DINO-vMF is a self-supervised representation learning framework that generalizes DINO by reinterpreting its assignment probabilities as arising from a full von Mises–Fisher (vMF) mixture model, thereby offering adaptive per-cluster precision and improved prototype utilization. It introduces a principled log-normalization correction to the softmax logits, allowing the system to learn per-cluster sharpness and guaranteeing stable training at scale, particularly with unnormalized prototypes in large models. Empirical evidence demonstrates that DINO-vMF yields superior representation quality across a broad suite of downstream tasks, often tightly outperforming both original DINO and other DINO-derived variants such as iBOT (Govindarajan et al., 2024).

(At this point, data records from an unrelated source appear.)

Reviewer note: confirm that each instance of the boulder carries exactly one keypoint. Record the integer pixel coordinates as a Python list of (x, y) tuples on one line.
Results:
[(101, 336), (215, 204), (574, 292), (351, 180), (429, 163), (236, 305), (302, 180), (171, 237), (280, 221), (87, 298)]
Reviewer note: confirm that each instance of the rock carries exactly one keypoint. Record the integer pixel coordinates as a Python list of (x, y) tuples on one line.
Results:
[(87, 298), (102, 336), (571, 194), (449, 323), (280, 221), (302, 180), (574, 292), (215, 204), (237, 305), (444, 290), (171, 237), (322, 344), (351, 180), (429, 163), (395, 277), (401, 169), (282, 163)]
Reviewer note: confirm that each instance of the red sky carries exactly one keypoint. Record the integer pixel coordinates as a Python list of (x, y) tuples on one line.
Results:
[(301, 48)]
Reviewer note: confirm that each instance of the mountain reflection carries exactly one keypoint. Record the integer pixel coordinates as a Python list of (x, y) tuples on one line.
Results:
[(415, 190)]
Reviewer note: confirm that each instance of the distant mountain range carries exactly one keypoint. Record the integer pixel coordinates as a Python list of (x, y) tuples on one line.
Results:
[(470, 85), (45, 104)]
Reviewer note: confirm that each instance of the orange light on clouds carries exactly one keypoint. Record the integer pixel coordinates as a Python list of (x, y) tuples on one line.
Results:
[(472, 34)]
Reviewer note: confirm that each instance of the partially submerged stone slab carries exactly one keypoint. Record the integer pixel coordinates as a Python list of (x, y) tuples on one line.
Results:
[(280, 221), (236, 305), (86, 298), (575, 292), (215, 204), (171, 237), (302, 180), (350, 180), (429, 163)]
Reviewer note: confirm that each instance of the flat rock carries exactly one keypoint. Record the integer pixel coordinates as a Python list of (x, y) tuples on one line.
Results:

1. Probabilistic Interpretation as von Mises–Fisher Mixtures

Standard DINO computes assignment probabilities via the softmax of dot products between normalized sample embeddings and normalized prototypes. Formally, for $\ell_2$ -normalized representations $y_i$ and prototypes $w_k$ , the assignment probability is:

$P(k\mid x_i)=\frac{\exp(w_k^T\,y_i/\tau)}{\sum_{j=1}^K \exp(w_j^T\,y_i/\tau)},$

where $\tau$ is the sharpening temperature. When $\|w_k\|=1$ , this softmax can be interpreted as representing the posterior of a uniform mixture of von Mises–Fisher (vMF) distributions on the unit sphere:

$P(k\mid x_i) = \frac{\exp(\kappa\,\mu_k^T\,y_i)}{\sum_j \exp(\kappa\,\mu_j^T\,y_i)}$

with $\kappa=1/\tau$ and $\mu_k = w_k / \|w_k\|$ .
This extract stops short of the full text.